Readjusting to life in Irving

For those who have returned from a semester abroad, it is sometimes difficult not to yearn for Rome. After the joy of trotting across Europe, the north Texas metroplex, for all its two-city sprawl, multi-laned highways and crowded skyline, seems almost constricting. In contrast, the alleys running between piazzas, the micro gelaterias and the neatly tucked away churches of the Eternal City, however narrow in reality, loom massive in memory.

Indeed, Rome makes up for its lack of physical space with its reigning sense of place. A similar sense of place pervades all the major European cities. Each city, steeped in centuries of memory, is personalized by that memory. Thus, one does not merely encounter these cities, but, as it were, befriends them. 

As in friendship, their different temperaments suit different travelers, so much so that a question as simple as “Why was Delphi your favorite Greek city?” may be only deceptively casual. In fact, it can be an intensely personal query, akin to asking why you love a particular friend.
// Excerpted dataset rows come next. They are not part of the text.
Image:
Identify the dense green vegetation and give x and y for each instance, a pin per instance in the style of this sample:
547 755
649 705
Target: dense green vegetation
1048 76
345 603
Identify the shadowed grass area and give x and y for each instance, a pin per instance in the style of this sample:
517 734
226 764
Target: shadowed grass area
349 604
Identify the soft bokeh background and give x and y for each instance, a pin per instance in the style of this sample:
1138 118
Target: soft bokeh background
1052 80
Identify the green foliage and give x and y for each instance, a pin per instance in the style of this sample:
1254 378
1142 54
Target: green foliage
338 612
The personalities of cities is especially evident — in an odd way — for those who have read and wondered about these cities for years, who, despite living far away, have digested the memories of these cities by consuming their literature and history. To them, the cities they stumble upon are like old family friends who have been absent too long; a vaguely familiar love exists, even if personal “aggiornamento” is required.
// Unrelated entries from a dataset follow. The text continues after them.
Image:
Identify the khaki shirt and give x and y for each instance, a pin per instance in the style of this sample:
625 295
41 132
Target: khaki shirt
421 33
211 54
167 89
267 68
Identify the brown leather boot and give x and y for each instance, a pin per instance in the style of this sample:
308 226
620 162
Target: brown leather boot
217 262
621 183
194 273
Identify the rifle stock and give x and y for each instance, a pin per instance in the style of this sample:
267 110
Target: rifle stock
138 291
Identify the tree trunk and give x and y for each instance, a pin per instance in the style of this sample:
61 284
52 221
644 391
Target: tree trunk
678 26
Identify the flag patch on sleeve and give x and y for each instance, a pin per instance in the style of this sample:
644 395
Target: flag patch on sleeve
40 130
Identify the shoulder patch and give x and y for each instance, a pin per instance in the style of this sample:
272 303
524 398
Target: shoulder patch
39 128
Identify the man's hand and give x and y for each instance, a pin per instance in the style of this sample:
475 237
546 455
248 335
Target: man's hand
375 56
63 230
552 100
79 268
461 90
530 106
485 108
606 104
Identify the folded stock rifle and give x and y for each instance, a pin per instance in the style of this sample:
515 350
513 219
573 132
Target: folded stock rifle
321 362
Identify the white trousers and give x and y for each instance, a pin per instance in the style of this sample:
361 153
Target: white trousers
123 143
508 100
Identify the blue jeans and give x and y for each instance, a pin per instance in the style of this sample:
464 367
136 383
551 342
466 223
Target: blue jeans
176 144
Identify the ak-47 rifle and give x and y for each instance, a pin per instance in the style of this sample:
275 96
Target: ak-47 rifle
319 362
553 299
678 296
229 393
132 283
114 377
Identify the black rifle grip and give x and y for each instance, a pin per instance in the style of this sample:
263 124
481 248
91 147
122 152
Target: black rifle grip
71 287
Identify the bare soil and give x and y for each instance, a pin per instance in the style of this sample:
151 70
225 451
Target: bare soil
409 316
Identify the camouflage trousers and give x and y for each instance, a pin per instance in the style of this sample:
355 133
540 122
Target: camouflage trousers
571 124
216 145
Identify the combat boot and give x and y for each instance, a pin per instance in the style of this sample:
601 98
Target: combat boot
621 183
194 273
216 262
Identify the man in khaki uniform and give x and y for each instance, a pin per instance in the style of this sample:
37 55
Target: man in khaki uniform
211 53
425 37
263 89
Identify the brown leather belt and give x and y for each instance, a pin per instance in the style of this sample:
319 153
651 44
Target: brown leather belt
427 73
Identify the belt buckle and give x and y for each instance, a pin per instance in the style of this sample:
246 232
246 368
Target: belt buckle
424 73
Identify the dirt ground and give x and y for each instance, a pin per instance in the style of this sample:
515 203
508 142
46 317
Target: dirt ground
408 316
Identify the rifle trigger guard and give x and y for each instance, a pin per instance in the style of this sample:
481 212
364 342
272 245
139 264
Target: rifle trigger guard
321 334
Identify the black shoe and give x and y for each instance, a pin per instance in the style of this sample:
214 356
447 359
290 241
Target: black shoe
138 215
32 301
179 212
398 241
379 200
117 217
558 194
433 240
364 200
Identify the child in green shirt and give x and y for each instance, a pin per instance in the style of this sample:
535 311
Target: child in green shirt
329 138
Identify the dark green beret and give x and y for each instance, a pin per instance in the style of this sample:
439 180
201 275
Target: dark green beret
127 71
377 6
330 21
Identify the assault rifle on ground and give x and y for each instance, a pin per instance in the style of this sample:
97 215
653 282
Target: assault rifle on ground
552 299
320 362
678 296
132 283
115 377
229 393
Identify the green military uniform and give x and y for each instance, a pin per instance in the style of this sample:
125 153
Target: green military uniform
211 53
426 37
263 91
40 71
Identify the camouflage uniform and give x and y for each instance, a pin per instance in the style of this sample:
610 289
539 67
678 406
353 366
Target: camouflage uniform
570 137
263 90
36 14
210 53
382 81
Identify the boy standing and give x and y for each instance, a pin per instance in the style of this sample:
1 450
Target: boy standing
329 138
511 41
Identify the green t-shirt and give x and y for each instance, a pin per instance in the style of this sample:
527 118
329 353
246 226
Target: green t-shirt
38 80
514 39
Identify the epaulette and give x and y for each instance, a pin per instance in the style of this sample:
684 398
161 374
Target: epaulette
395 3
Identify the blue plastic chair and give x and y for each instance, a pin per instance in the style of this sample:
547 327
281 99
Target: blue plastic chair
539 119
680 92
 I experienced this sense of old friendship in a particular way in London, where the names of the city sections bore meaning for me beyond what I could have immediately brought to mind. Names like “Soho,” “Charing Cross” and “Piccadilly” struck chords in a brain tuned to the language of Dickens, Wodehouse, Doyle, and Greene. 
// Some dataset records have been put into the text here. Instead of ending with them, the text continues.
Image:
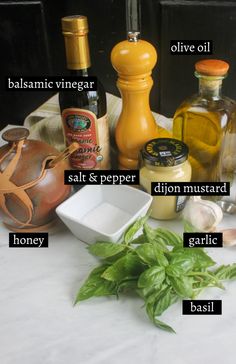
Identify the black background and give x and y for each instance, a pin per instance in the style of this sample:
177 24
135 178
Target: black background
31 44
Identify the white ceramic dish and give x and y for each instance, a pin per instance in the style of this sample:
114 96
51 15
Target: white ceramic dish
103 212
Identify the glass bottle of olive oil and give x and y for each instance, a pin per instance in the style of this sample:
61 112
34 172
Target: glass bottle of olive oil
201 121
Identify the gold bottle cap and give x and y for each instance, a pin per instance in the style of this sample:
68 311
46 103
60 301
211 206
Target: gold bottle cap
75 30
75 24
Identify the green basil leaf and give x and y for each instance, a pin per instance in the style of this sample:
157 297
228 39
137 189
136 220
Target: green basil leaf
183 286
127 285
163 326
201 258
146 253
105 249
96 286
181 260
189 228
134 228
139 240
191 258
151 277
168 237
163 302
160 257
126 267
226 271
174 270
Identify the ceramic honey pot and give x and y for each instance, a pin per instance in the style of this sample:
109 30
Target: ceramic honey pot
31 186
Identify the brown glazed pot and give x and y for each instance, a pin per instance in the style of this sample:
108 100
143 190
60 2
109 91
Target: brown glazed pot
29 190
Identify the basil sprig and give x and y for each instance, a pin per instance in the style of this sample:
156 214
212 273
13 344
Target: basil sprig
156 266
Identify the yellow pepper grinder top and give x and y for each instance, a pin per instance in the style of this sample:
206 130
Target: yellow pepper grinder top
134 59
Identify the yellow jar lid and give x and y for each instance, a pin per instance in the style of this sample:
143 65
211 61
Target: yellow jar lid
164 152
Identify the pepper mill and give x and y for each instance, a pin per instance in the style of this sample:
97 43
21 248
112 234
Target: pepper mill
134 59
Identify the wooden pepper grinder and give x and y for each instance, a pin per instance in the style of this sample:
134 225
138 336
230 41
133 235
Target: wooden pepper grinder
134 59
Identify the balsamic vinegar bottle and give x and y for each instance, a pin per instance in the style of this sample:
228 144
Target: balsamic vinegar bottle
83 113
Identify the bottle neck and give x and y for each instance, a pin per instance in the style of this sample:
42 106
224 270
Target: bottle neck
77 52
81 73
210 86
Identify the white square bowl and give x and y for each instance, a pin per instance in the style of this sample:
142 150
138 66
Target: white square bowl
103 212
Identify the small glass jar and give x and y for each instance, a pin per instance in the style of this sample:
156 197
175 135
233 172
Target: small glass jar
165 160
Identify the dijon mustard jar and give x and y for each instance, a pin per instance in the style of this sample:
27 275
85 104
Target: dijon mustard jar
165 160
31 182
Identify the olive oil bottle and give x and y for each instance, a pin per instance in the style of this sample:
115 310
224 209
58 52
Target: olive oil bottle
202 119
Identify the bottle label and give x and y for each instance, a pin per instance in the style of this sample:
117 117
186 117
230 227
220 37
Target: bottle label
82 126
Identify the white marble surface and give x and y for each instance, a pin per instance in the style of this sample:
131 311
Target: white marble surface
39 325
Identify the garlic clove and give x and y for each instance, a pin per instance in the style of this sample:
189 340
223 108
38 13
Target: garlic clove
204 215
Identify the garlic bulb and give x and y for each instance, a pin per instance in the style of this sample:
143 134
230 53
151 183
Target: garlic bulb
204 215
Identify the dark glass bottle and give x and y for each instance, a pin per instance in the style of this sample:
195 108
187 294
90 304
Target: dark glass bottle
84 113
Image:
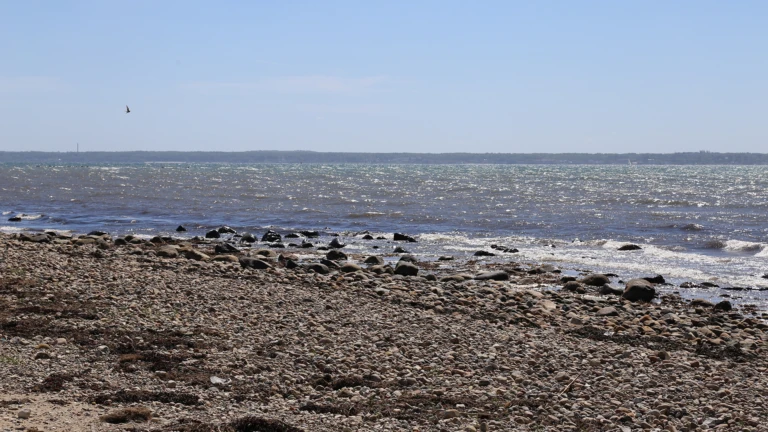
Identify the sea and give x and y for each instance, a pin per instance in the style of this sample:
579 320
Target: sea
693 223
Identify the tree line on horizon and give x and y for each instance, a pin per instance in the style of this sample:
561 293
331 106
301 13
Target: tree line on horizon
277 156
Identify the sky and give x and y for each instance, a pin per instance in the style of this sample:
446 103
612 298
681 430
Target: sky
390 76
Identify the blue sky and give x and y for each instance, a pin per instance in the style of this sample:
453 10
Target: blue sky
395 76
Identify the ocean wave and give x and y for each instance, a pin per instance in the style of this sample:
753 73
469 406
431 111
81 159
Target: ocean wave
760 249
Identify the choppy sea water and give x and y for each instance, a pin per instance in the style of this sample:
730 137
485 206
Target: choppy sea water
694 223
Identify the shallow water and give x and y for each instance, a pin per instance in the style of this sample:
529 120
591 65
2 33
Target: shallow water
698 223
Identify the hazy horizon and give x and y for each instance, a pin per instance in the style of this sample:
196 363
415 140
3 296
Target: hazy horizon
341 76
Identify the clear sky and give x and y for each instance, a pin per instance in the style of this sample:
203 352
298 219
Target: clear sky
386 76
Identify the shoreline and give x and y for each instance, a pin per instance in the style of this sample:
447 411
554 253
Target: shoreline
202 340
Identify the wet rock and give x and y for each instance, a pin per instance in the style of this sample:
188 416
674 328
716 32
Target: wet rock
595 280
319 268
336 255
639 290
658 279
225 248
406 268
271 237
248 238
493 275
610 290
350 268
404 237
167 252
724 305
254 263
374 260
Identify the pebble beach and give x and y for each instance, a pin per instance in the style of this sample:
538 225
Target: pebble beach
102 333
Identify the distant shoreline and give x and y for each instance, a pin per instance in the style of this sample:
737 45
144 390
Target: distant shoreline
298 157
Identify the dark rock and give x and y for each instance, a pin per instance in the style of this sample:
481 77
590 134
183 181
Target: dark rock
724 305
493 275
574 286
380 269
330 264
658 279
639 290
336 255
225 249
35 238
595 280
350 268
403 237
167 252
248 262
319 268
248 238
609 290
608 311
405 268
271 236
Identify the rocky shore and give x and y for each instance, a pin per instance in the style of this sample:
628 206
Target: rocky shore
100 333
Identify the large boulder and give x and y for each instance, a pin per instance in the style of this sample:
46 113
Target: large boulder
336 255
404 237
595 280
167 252
639 290
493 275
225 249
248 262
406 268
248 238
319 268
350 268
271 237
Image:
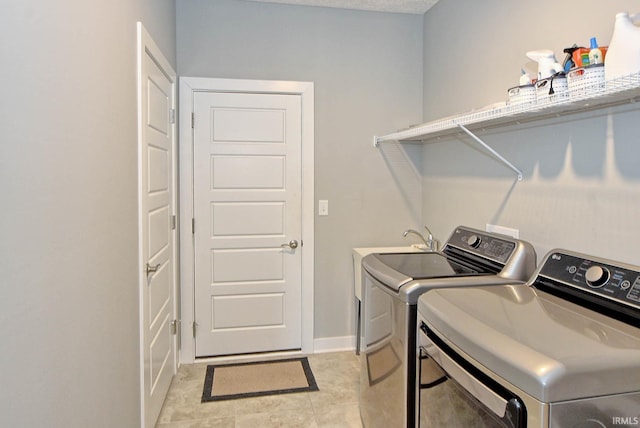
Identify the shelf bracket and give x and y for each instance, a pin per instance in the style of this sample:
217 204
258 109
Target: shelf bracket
490 150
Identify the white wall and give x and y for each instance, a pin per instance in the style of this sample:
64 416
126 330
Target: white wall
367 70
68 247
581 177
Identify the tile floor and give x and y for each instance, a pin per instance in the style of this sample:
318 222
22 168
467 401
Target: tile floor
334 405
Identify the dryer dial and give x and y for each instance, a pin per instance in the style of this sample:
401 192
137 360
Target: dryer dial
597 276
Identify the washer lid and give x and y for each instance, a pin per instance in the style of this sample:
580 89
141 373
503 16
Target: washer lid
551 349
424 265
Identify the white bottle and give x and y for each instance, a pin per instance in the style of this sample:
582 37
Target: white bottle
623 54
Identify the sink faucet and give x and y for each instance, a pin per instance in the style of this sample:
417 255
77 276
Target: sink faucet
429 242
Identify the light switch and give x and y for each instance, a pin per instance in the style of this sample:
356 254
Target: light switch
323 207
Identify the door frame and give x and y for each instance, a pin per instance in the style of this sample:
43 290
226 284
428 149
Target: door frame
188 86
145 44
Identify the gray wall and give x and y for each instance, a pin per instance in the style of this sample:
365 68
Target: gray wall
367 70
68 180
581 178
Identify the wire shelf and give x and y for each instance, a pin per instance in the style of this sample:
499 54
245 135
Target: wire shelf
618 91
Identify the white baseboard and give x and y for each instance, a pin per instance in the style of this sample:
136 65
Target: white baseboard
334 344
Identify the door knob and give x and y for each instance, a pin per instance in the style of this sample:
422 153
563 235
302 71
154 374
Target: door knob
152 269
293 244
These places in London had lived in the literature I had read, but how much deeper the sense of place — the heartfelt peace — in the garden at Les Buissonets where little Thérèse Martin told her father of her resolve to enter Carmel!

Thus, in a sense, the semester abroad is defined by space, space that meaningfully distills itself as place. That is not to say that the temporal loses all significance across the Atlantic. After all, “Ten-day” is obviously defined by its duration. Even in that week and a half, however, the experience is defined primarily by where one goes. 

On the Irving campus, on the other hand, schedules do not shift so freely; time governs. This is only logical. But if space can become personalized, can take on meaning in individual places, is it not possible to transform time in such a way that it becomes meaningful for us in particular moments?

For a moment to be authentic, it must endure in memory long after it ceases to be temporally present, in the same way that a place best discloses its authenticity when it is recalled by someone absent from it. Moments require persons, for only persons can imbue them with enduring meaning. This is the task that lies before us, namely, to accept with our whole persons the moments of time given to us, so that we may both transform them and be transformed in them. To do this, we must not simply move according to schedule, content to reach the weekend, the upcoming break or graduation. 

Instead, we must cherish the moments in which personhood is revealed in its full power: the second in which an intellectual insight takes place, the split-second of mutual understanding caught in the glance of a friend, the blink of an eye before the Blessed Sacrament in which Christ pours forth an abundance of grace.

It is difficult to ignore places, to stand within the all-embracing arms of the piazza of Saint Peter’s and feel unmoved. Too often, though, we let moments escape us. We are beings who exist in time and space; we must personalize both. For those who have already gone abroad, or are looking to go soon, see that as a wonderful opportunity in which the gift of place is explored. But for those who remain in Irving and live, as it were, in a world of time, grasp the gift of each singular moment. 

If we do so, if we truly personalize time and make it meaningful, then, just like a European city whose significance has been acquired only in time, through the persons of poets and saints, this unlikely corner of the world — University of Dallas, Irving Campus — may itself become more of a place, the ground upon which saints and poets walked.